Al final no pude encontrar la fórmula mágica para desconectar la cuca del corazón, si lo hubiera hecho tal vez sería millonaria. Y cuando vi que el vacío no se llenaba con el simple coqueteo, cuando los abrazos y el arrunchis de domingo se volvieron objetos de lujo, empecé a extrañar ciertos momentos bonitos de una relación de pareja. No obstante me sentí débil por tener estos pensamientos y me insistía a mí misma que no podía caer de nuevo en los engañosos juegos del amor, pues el ayer me había demostrado con creces las batallas perdidas y que tal vez mi camino era mejor sin compañía permanente.



Con el paso de los años, pude conocer muchas de las posibles caras del prisma del amor. Y aunque la experiencia no me dio la verdad absoluta, si tuve algunos destellos de sabiduría que apliqué a tiempo para sanar viejas disputas y desenredar algunos rollos mentales que daban vueltas como serpiente crispada en mi cabeza.

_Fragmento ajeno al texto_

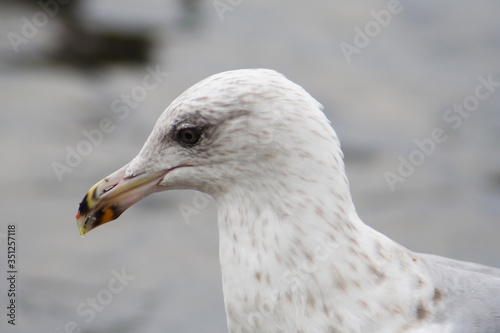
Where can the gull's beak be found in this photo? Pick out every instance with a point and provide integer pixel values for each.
(110, 197)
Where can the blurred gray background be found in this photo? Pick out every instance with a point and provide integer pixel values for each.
(65, 67)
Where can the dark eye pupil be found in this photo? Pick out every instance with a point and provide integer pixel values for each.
(189, 135)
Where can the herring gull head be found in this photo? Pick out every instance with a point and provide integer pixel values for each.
(294, 255)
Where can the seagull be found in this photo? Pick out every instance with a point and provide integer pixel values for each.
(294, 255)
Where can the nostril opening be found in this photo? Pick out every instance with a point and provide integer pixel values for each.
(107, 189)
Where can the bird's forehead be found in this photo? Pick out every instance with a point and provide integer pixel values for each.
(258, 93)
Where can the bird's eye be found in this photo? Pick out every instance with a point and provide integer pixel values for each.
(188, 135)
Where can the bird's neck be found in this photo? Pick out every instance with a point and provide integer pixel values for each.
(309, 254)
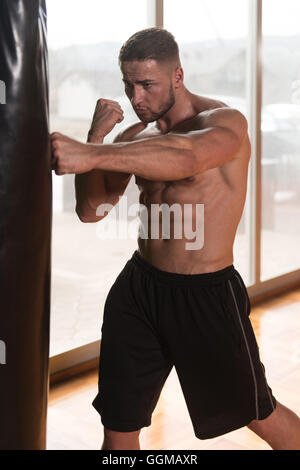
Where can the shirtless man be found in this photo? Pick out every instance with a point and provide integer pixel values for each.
(170, 305)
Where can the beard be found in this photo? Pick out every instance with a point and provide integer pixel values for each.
(164, 108)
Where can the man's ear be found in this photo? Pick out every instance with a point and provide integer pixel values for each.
(179, 75)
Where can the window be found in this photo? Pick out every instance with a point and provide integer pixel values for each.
(214, 58)
(84, 39)
(280, 139)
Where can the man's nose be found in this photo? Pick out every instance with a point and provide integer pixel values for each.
(137, 97)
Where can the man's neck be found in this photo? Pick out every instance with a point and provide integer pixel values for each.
(182, 109)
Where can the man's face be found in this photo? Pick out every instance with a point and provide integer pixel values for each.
(149, 88)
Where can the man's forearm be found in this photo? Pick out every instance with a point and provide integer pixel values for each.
(164, 158)
(90, 188)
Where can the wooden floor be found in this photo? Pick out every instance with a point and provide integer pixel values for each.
(74, 424)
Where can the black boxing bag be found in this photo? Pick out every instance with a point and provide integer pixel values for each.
(25, 225)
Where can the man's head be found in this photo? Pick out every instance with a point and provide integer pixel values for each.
(152, 73)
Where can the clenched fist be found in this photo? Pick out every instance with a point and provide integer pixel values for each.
(106, 115)
(69, 155)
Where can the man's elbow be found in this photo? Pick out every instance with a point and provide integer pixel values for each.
(88, 217)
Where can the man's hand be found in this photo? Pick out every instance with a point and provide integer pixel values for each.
(69, 155)
(106, 115)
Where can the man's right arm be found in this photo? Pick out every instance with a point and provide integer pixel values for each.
(101, 186)
(93, 188)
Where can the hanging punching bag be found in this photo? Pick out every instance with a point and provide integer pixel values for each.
(25, 225)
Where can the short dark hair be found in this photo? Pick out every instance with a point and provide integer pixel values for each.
(151, 43)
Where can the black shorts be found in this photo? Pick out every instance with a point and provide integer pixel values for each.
(199, 323)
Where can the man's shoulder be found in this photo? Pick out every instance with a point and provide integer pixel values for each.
(217, 113)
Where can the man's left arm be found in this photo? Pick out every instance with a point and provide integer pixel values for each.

Entendí que por andar buscando la felicidad afuera, no había tenido tiempo de mirar hacia adentro. Me había empecinado tanto en encontrar al sujeto ideal, pero yo no había hecho nada para convertirme en una mejor persona, quería encontrar al hombre de mi vida y le exigía al destino lo que creía merecer.


Yo estaba obstinada en recibir, cuando era incapaz de dar.

Asimismo dejé al pasado en el lugar que le correspondía, tan cerca como para no olvidar las lecciones aprendidas pero lo suficientemente lejos para que no me agobiara con sus culpas. Como dice el refrán: “El que ama puede estar equivocado de sujeto pero nunca de verbo”.

Mi futuro sentimental dejó de ser importante, al darme cuenta de todo el tiempo valioso que había desperdiciado anhelando lo que no tenía, en vez de aprovechar el presente con lo mucho o lo poco que la vida me estaba dando en esos preciosos instantes. La soltería fue mi elección y dejó de ser una etapa temporal o forzosa mientras esperaba una utopía. Cuando descubrí que yo era el amor de mi vida, el estado civil se volvió secundario y fue más importante mi estado de felicidad. De aquí en adelante empecé a sentirme libre y no porque decidiera con quien acostarme sino porque dejé atrás mis desasosiegos.

Justo cuando había empezado a comprender que el camino es la meta y me sentía llena por dentro y dichosa por fuera, sin buscarlo y sin desearlo, apareció alguien inesperado que estaba dispuesto a romper con mi presumida vocación de soltera empedernida. Cuando le pregunté porque se había tardado tanto, que ya no lo necesitaba y que era feliz sin él, entonces me sonrió con su cara llena de sentimientos y contestó que no podía aparecer antes de tiempo, sino cuando yo hubiera aprendido lo suficiente.